O americano trans Thomas Beatie foi o desbravador desse caminho em 2008, quando soube que a mulher (não trans) era estéril, resolveu engravidar recorrendo a um banco de sêmem e, revoltado com a demora e a dificuldade para ser atendido dignamente, tornou pública a sua saga. “Nove médicos se recusaram a nos ajudar. A sociedade da época foi cruel. Os comentários on-line me tratavam como se não fosse humano e alguns até desejaram a morte do bebê”, contou a VEJA. Ele teve três filhos com a primeira mulher e mais um com a atual, este gestado por ela. Passada mais de uma década, o tema segue causando polêmica. Em julho, a professora de biologia Carole Hooven, da Universidade Harvard, manifestou em um programa de TV sua indignação com a orientação para usar o termo “pessoa grávida” no lugar de “mulher grávida” e recebeu uma enxurrada de críticas. “É vital ensinar uma linguagem inclusiva de gênero, demonstrando respeito por todos que podem engravidar”, contra-atacou Laura Lewis, diretora da força-tarefa de diversidade e inclusão do departamento de biologia.
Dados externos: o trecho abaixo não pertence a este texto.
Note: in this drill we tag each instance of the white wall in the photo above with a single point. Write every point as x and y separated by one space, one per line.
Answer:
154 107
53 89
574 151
Goste-se ou não de juntar homem e gravidez na mesma expressão, as pesquisas mostram que, em pouco tempo, a estranheza dará lugar ao fato consumado. Estudo realizado em 2019 pela ONG Family Equality mostrou que 63% das pessoas queer — que não se enquadram no padrão de binarismo homem e mulher — e trans entre 18 e 35 anos nos Estados Unidos pensam em ter uma prole. O sistema de saúde segue sendo problema em toda parte. “Fui a um posto fazer o pré-natal e ninguém entendia como um homem podia estar grávido”, lembra o músico trans Lourenzo Duvale Lima, 23 anos, conhecido como Aqualien, que está no sétimo mês e é casado com a cantora Isis Broken, travesti de 27. Visando a combater estigmas e a reduzir a burocracia, em junho o ministro Gilmar Mendes, do Supremo Tribunal Federal, determinou que o cadastro do Sistema Único de Saúde (SUS) permita que cada paciente declare o gênero que quiser na marcação de consultas e exames. Além disso, na declaração de nascido vivo, o primeiro documento do bebê, em lugar de “mãe” se escreva “parturiente”. Tanto Bitencourt quanto Rodrigo Bryan constam na certidão de nascimento das filhas como “pai” e, como é de praxe nas famílias trans, não ligam a mínima para o gênero lá anotado para seu rebento. “Escolhi o nome Apolo para o meu bebê, que tem pênis, mas só vamos saber sua identidade de gênero quando ele escolher”, afirma o músico Aqualien. Opções não faltarão.